A second, related complaint charges that the nonprofits, the Center for Technology and Civic Life (CTCL), the Center for Election Innovation and Research (CEIR), and the National Vote at Home Institute (NVAHI) should lose their tax exempt status for engaging in partisan politics.
“The very genesis of the Zuckerbucks program…shows that it violates Section 501(c)(3) because it was designed to benefit the personal financial interests of Mark Zuckerberg and his wife Priscilla Chan by avoiding any adverse financial consequences of staying out of the 2020 election,” the complaint states. “Specifically, as noted above, the Zuckerbucks program was conceived to offset the supposed damage the couple did to American politics in 2016 by passively allowing Facebook to be used to elect a Republican President.”
Regarding the nonprofits granting the money, the complaint said: “CTCL, NVAHI, and CEIR all place themselves outside the Section 501(c)(3) exemption for educational purposes under the Service’s methodological test. Under Prong 1 of that test, vast sums of money were directed to ‘educating’ voters predominantly in Blue areas without any showing that predominantly Red areas did not need the same protective equipment against COVID or faced other needs such as for privately funded dropboxes and other vote-by-mail or at-home options (even assuming such methodologies were unambiguously good for democracy).”
An ongoing investigation by the Capital Research Center (CRC) shows that little of the Zuckerberg money actually funded safety measures while the bulk of it went for the purchase of drop boxes, and the promotion of mail ballots in Democratic areas as part of a larger get out-the-vote campaign.
“Nearly two years of our research shows that CTCL’s $350 million ‘Zuck Bucks’ scheme massively boosted Democratic turnout in cities like Philadelphia and Atlanta in the 2020 election over counties that voted for President Trump,” CRC’s Hayden Ludwig told Great Lakes Wire. “Selling Zuckerberg’s $350 million grant to CTCL as COVID-19 ‘relief grants’ was a smokescreen for an unprecedented takeover of America’s elections by one billionaire and his professional activist allies. It damaged our country’s credibility, risks foreign intervention in elections, and undermined public confidence in the republic.”

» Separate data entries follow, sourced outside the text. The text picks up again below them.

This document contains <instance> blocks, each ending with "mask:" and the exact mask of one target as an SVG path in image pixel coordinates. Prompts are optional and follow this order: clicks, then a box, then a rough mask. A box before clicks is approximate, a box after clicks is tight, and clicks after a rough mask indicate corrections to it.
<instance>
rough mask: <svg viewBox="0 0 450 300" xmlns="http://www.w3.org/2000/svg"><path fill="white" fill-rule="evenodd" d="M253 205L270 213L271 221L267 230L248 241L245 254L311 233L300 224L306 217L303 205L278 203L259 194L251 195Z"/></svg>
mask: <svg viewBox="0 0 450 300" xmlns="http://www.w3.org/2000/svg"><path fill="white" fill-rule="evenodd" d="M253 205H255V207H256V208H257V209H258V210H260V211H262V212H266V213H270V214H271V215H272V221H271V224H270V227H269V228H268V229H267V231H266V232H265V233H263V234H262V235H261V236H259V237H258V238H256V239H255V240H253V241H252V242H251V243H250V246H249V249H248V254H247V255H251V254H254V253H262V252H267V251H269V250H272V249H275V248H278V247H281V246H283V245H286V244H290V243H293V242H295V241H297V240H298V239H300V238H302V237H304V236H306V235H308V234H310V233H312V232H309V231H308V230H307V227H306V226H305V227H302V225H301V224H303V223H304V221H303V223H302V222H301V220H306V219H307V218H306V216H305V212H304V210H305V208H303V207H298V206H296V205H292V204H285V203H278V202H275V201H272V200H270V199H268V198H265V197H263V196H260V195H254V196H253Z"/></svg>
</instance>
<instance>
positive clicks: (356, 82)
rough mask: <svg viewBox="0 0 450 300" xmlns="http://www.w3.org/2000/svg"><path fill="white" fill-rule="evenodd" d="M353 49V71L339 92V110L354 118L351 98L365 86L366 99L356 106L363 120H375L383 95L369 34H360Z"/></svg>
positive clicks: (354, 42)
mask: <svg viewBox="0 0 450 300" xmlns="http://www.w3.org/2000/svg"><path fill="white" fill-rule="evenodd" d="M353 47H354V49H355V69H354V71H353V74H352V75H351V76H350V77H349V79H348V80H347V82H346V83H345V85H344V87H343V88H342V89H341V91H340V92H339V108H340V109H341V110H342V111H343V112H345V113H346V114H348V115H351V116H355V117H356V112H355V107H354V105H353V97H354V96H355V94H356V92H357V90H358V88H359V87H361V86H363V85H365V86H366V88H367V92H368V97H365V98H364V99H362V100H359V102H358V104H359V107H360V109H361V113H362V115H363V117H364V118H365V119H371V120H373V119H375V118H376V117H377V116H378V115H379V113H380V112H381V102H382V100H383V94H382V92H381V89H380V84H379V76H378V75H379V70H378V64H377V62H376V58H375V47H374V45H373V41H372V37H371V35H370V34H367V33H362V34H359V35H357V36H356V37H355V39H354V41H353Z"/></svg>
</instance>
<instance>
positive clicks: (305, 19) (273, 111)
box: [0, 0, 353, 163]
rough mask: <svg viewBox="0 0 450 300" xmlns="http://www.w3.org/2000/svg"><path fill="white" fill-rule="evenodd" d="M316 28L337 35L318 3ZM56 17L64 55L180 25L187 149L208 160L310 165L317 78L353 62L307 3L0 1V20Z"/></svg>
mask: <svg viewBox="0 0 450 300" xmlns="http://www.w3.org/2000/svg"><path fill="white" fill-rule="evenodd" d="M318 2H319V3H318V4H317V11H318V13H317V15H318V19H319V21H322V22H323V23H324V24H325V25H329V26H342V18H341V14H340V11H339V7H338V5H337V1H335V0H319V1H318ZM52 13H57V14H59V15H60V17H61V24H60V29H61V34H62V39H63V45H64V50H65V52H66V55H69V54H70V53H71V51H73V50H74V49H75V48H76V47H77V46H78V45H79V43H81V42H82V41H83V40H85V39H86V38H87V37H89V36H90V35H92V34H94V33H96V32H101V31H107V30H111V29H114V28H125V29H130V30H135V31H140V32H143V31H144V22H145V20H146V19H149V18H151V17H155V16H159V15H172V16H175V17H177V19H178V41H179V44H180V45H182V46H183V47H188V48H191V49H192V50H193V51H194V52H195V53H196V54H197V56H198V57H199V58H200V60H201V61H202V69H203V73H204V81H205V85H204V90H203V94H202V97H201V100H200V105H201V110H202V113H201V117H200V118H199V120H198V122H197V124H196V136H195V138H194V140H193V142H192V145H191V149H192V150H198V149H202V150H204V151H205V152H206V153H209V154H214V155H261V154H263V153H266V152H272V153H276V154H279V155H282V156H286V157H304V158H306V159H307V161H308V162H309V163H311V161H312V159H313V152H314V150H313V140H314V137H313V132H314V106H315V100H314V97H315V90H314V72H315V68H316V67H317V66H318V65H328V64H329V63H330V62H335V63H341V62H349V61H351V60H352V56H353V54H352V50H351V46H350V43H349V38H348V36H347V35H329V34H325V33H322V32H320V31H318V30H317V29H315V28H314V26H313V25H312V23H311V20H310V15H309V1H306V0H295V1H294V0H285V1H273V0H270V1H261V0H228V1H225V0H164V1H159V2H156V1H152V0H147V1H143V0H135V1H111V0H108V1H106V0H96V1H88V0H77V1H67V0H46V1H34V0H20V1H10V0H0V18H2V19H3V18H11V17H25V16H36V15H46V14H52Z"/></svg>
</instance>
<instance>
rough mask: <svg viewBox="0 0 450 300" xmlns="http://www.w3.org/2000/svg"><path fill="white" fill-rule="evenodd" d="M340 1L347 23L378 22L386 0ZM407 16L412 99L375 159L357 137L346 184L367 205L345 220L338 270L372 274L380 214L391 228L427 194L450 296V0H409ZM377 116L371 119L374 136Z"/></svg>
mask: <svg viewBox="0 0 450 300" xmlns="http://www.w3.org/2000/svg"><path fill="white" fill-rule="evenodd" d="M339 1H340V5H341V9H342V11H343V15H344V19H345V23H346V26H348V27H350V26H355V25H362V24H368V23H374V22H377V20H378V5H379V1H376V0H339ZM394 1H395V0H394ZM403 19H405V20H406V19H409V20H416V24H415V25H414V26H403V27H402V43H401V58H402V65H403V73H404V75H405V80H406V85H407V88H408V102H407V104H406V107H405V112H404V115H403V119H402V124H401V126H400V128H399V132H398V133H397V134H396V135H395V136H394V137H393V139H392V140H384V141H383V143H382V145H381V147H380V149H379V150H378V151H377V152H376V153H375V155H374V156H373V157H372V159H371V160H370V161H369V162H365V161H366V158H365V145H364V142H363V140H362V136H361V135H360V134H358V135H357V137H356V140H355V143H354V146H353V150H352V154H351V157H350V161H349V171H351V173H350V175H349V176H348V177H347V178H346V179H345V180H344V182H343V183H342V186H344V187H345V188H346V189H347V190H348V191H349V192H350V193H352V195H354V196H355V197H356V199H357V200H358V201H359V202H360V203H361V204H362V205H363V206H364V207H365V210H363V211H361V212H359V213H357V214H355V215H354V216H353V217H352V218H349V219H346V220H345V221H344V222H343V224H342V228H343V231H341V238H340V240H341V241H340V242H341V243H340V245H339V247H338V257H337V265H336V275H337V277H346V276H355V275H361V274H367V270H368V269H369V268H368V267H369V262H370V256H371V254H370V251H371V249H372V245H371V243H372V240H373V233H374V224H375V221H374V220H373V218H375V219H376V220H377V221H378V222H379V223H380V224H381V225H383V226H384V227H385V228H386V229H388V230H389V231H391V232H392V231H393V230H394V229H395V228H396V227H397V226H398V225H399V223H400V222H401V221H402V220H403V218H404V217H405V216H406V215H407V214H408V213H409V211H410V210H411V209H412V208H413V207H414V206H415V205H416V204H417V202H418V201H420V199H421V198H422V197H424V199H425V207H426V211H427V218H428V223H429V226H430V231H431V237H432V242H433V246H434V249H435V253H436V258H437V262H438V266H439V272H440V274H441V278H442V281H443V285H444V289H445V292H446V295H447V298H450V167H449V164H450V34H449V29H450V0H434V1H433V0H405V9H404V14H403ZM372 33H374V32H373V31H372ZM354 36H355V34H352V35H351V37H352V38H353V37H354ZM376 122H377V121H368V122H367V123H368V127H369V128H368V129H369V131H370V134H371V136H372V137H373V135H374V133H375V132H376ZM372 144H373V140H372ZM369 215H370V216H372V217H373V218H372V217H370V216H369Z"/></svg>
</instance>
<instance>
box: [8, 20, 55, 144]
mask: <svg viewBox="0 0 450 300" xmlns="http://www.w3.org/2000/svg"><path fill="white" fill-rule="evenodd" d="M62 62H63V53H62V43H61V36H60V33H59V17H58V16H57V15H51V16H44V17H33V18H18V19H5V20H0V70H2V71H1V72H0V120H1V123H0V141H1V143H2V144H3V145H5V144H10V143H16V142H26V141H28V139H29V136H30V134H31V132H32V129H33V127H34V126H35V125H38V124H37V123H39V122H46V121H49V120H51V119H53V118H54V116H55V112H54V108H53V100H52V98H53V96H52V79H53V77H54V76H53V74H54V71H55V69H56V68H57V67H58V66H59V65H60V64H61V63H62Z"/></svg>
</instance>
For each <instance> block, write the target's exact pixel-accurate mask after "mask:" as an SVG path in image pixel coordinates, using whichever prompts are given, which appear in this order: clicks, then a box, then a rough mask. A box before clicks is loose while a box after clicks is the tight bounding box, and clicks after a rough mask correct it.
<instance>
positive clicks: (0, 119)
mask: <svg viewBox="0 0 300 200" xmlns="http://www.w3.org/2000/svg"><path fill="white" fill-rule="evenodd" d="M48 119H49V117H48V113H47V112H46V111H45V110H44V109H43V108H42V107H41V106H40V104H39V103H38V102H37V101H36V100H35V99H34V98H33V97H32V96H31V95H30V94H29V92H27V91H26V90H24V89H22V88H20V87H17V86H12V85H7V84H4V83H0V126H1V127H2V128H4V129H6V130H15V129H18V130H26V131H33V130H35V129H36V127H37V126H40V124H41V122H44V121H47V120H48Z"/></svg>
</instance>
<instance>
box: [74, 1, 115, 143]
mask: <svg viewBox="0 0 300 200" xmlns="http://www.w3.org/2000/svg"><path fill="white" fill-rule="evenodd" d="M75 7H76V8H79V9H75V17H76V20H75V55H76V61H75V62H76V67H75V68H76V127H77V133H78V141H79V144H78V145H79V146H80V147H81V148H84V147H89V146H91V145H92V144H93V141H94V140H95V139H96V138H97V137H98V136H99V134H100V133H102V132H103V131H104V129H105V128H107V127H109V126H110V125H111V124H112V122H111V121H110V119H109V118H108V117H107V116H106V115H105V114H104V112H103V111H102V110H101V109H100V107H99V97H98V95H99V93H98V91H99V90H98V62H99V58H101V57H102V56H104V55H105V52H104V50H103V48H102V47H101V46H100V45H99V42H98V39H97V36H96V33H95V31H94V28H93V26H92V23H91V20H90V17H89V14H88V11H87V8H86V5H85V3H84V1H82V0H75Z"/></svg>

“All of this was done by a tax-exempt nonprofit supposedly engaged in charity, proof that the Left has weaponized America’s generous philanthropic sector for cynical, partisan gain,” he added.
CRC’s research also shows that on a per-capita basis, CTCL’s Zuck Bucks favored the Democratic cities of Atlanta, Philadelphia, and Detroit over counties that supported Trump. In Pennsylvania, CTCL grants in Trump counties averaged $0.60 per capita compared with $2.85 in counties Joe Biden won. In Georgia, the comparison was $1.41 per capita in Trump counties versus $5.33 in Biden counties.
CEIR, CRC says, distributed its grants to secretaries of state to promote mail-in balloting and drop boxes. CRC exposed CEIR’s role in bankrolling in Maryland’s 2020 turnout; the state launched a taxpayer-funded registration effort in Baltimore and the Democratic counties ringing Washington, D.C.
The role of the National Vote at Home Institute in the 2020 elections is less clear.
In the report posted on the CRC website, Ludwig writes that “Vote at Home rocketed to prominence in early 2020 under the leadership of partisan operative Amber McReynolds when it became clear that COVID-19 provided a unique opportunity to effectively transform America’s election into a mail-in fiasco.”
“Unsurprisingly, the group was spawned with funding from the U.S. Postal Service union, which stands to gain from any effort to turn the nation’s mail-delivery service into the Democrats premier ballot-delivery machine.”
Beyond that, little is known about the group’s inner workings prompting the Center for Renewing America to also request that the IRS investigate Vote at Home’s connection to CTCL and CEIR and the Zuckerberg funding.
Since the 2020 elections, many states, and some counties, have restricted or outright banned election officials from receiving private funds. CRC is keeping a running tab on those bans.